Today we’ll look at titles that are under 250 pages. That isn’t super short, but not a tome either. Many books are under 250 pages, including lots of juvenile and young adult fiction. So wander over to the young adult shelves, or wander down to the junior room and find a book that interests you.
Try Peter Pan by James Barrie, The Lion, the Witch and the Wardrobe by C.S. Lewis or The Giver by Lois Lowry, all located in the junior room. Try Speak by Laurie Halse Anderson, The Outsiders by S.E. Hinton or The Absolutely True Diary of a Part-Time Indian by Sherman Alexie, shelved along the north wall of the library, the young adult section.
Here are some fantasy and science fiction stories that qualify as less than 250 pages. All Systems Red, the first Murderbot Diaries by Martha Wells, A Psalm for the Wild-Built by Becky Chambers or The Hitchhiker’s Guide to the Galaxy by Douglas Adams.
Classics under 250 pages include Metamorphosis by Franz Kafka, Call of the Wild by Jack London or Of Mice and Men by John Steinbeck. Contemporary novels under 250 pages include Small Things Like These by Claire Keegan, Moon of the Crusted Snow by Waubgeshig Rice or Elevation by Stephen King. And slightly older titles, but not old enough to be called classics yet include The Curious Incident of the Dog in the Night-Time by Mark Haddon, The No. 1 Ladies Detective Agency by Alexander McCall Smith, or Sharp Objects by Gillian Flynn.

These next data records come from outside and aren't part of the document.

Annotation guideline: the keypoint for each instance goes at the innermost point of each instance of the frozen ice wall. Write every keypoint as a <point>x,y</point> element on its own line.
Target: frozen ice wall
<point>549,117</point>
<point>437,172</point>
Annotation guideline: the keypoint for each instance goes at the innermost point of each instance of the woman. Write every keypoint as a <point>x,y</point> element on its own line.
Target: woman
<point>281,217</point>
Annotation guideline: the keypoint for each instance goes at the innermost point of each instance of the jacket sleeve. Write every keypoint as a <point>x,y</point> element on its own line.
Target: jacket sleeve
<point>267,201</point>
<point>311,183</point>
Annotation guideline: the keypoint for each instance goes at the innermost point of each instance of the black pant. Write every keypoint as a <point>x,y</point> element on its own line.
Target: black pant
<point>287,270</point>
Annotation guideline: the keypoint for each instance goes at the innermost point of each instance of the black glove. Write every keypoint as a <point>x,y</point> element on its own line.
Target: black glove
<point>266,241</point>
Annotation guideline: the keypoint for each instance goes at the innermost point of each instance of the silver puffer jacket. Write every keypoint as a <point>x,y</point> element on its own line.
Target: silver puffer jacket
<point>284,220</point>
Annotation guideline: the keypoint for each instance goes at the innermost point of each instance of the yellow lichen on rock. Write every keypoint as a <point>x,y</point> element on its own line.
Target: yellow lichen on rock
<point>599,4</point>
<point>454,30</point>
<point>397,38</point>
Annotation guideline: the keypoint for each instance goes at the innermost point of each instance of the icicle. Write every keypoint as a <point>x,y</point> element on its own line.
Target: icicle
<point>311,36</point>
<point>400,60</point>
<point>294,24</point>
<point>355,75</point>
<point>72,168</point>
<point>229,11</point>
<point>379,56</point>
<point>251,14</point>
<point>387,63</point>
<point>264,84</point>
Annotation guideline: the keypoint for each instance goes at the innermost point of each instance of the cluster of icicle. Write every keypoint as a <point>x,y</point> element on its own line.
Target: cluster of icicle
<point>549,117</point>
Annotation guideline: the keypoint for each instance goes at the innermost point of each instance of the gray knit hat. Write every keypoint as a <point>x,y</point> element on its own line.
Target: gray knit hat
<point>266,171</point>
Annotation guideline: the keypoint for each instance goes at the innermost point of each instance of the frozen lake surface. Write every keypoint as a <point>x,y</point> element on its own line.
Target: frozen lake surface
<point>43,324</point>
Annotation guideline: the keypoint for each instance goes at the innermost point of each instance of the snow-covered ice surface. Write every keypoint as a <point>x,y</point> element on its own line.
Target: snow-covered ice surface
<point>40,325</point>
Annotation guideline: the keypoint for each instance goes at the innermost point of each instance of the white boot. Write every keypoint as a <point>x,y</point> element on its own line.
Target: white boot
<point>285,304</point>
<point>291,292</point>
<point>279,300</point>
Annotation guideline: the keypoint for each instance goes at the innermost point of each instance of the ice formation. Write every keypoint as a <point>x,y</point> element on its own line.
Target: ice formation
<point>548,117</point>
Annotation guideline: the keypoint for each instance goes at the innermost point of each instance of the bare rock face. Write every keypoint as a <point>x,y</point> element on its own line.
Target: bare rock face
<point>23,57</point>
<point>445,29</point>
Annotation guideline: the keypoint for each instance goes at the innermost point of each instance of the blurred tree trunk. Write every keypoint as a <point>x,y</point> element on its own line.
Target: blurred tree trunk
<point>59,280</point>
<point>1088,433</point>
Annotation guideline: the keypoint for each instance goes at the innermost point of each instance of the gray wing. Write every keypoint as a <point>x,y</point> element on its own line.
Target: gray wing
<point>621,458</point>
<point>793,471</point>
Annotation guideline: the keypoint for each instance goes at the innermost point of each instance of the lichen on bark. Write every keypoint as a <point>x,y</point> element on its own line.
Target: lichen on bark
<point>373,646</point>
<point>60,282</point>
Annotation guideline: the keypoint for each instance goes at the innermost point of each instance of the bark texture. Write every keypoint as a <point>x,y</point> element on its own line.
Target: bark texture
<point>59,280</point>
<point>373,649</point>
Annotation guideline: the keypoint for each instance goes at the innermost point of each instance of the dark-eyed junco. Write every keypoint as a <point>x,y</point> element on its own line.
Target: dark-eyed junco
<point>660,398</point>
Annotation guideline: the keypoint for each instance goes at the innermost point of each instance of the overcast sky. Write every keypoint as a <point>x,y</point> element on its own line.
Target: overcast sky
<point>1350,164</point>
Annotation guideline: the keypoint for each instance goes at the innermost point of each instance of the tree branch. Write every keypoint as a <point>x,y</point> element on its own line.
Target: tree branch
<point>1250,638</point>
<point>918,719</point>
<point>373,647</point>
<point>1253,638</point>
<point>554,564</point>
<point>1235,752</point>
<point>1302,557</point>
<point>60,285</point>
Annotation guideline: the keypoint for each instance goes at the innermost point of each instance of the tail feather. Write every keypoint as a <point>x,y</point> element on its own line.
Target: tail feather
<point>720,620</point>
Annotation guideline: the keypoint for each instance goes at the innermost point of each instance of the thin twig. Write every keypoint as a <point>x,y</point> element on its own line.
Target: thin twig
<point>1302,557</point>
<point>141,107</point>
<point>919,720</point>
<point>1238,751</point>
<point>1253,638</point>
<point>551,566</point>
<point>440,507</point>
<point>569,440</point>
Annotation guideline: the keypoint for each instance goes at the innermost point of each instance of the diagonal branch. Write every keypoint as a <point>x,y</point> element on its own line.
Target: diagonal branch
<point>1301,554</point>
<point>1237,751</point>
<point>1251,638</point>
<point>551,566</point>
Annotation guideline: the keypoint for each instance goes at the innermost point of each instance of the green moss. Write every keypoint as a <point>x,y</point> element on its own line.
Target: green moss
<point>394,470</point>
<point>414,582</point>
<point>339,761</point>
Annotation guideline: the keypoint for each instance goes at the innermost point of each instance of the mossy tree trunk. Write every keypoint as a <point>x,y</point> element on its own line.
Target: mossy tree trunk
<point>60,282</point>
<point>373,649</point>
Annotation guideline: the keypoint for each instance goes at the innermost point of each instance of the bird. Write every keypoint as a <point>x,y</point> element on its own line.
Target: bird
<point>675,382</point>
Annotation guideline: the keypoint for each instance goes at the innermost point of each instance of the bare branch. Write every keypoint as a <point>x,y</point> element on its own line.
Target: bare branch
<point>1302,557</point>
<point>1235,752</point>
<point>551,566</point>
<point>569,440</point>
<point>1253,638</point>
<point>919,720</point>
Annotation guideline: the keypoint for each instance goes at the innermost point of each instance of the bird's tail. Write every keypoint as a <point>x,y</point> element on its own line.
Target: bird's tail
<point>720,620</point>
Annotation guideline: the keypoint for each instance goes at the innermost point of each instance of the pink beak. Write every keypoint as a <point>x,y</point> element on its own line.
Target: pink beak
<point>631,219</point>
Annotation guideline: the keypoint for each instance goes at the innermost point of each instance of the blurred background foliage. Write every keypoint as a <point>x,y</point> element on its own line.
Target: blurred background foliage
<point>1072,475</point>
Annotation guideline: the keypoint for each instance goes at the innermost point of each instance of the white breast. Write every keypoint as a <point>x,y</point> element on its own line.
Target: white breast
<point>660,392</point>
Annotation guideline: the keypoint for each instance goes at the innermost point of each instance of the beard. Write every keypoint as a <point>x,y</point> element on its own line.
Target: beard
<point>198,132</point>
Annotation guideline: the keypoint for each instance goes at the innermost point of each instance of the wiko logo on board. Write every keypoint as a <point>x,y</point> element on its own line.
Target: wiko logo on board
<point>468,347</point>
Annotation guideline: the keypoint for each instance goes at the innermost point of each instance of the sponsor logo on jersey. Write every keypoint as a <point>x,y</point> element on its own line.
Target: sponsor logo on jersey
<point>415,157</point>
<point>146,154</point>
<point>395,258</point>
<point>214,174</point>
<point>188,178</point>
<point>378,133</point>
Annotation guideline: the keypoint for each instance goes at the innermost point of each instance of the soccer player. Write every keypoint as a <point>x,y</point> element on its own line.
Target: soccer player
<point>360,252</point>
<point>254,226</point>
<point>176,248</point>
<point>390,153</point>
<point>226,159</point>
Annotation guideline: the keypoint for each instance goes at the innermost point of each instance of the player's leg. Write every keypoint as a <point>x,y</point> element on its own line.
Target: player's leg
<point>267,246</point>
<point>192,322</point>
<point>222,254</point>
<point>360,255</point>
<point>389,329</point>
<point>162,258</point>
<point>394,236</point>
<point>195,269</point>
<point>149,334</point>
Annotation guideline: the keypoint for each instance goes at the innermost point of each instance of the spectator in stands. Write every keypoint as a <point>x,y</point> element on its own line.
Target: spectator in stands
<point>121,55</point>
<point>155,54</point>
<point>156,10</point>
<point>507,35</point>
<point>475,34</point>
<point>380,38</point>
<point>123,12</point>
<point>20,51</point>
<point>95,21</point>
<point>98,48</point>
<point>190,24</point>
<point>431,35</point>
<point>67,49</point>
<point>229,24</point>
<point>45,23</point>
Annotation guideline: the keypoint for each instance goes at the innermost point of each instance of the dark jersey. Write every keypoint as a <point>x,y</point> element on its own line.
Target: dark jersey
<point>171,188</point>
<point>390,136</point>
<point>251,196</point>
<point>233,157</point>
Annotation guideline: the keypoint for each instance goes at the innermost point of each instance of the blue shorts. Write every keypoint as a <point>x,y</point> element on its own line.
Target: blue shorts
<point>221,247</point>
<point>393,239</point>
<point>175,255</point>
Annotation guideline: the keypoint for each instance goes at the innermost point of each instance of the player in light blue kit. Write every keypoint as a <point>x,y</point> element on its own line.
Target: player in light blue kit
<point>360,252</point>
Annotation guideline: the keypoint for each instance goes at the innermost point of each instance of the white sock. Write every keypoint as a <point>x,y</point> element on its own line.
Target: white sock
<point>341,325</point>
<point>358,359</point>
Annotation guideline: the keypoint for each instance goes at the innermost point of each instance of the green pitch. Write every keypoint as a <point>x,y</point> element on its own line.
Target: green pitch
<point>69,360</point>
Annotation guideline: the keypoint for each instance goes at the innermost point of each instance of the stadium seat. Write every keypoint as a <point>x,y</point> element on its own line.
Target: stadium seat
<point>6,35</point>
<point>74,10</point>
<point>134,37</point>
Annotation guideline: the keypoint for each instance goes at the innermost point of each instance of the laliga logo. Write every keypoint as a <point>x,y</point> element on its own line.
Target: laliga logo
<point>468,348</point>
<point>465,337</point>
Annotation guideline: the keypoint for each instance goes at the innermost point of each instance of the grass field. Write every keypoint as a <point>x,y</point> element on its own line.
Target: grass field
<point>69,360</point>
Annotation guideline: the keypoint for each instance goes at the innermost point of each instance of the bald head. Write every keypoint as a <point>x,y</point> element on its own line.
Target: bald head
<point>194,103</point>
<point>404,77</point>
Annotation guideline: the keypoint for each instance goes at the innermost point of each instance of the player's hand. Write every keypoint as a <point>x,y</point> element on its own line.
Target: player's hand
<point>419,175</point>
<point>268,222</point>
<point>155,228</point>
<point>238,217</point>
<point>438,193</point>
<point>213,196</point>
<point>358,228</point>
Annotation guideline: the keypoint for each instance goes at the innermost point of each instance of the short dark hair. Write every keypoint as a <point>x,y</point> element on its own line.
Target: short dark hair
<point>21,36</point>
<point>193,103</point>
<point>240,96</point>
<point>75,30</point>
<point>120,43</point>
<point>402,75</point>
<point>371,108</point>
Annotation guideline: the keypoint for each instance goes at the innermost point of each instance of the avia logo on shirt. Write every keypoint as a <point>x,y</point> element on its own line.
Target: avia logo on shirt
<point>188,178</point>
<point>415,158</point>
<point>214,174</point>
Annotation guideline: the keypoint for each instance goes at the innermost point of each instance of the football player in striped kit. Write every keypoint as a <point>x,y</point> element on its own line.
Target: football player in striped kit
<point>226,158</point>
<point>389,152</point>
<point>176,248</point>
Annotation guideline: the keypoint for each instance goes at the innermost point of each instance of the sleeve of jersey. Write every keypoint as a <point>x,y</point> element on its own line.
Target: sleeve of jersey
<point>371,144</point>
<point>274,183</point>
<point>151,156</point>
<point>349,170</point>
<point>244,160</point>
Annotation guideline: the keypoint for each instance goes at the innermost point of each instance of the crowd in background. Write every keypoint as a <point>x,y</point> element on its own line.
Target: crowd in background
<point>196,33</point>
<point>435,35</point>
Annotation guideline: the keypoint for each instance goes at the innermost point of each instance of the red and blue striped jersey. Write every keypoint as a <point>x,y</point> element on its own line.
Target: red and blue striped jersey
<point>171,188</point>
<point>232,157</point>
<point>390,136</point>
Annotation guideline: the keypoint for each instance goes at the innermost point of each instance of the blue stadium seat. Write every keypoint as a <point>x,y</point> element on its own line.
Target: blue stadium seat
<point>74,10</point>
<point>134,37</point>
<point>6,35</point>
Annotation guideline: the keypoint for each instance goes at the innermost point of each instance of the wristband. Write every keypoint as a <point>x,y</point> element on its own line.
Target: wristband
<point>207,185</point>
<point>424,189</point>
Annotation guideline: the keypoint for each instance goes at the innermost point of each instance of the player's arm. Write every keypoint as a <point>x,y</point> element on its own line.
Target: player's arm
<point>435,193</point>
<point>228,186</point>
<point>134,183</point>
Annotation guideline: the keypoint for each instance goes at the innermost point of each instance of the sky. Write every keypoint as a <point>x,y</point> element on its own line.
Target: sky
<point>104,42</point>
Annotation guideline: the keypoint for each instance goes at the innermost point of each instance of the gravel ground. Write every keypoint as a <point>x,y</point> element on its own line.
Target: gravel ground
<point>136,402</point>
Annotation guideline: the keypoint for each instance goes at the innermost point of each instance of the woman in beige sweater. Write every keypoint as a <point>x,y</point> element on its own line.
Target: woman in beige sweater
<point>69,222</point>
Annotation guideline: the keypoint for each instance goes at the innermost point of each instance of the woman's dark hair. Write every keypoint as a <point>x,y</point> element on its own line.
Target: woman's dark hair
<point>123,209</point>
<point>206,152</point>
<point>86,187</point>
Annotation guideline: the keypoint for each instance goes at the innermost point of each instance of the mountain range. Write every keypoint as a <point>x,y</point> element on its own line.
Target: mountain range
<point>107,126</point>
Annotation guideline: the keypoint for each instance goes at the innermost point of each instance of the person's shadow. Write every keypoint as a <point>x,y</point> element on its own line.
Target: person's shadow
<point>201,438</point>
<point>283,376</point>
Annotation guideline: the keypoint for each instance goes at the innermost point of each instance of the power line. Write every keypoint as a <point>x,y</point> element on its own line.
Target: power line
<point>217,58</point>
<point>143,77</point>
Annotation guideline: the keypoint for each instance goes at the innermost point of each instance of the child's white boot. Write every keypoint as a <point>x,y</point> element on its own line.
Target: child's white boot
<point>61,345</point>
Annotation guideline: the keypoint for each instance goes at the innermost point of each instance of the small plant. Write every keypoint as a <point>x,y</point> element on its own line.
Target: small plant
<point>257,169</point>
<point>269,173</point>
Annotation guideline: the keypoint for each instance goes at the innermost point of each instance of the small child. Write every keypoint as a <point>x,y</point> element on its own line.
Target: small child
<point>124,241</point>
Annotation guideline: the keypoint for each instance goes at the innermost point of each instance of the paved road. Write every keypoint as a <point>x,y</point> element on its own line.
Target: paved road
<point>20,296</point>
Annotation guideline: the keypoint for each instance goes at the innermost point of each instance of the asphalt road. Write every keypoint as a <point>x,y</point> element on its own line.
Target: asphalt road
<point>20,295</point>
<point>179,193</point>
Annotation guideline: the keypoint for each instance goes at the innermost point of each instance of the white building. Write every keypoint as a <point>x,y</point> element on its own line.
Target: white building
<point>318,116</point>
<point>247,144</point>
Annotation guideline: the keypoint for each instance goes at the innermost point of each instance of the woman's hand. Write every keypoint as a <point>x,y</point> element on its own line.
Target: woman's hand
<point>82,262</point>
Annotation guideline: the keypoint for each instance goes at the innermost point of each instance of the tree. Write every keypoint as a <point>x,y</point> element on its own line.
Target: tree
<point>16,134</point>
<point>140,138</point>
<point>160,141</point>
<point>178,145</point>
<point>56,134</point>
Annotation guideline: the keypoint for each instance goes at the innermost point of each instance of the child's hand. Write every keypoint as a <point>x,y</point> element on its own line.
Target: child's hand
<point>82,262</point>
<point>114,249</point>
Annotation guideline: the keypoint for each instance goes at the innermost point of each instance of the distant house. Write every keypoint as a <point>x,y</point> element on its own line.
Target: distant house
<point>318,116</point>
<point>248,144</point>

Of course, you are also welcome to read non-fiction titles. So here are a few that are less than 250 pages. Astrophysics for People in a Hurry by Neil deGrasse Tyson, Tuesdays with Morrie by Mitch Albom, or The Introvert’s Way: living a quiet life in a noisy world by Sophia Dembling. Or try a memoir like A Year of Magical Thinking by Joan Didion, Postcards from the Edge by Carrie Fisher or Between the World and Me by Ta-Nehisi Coates. And like all recommendations, you are always encouraged to find your own titles as options.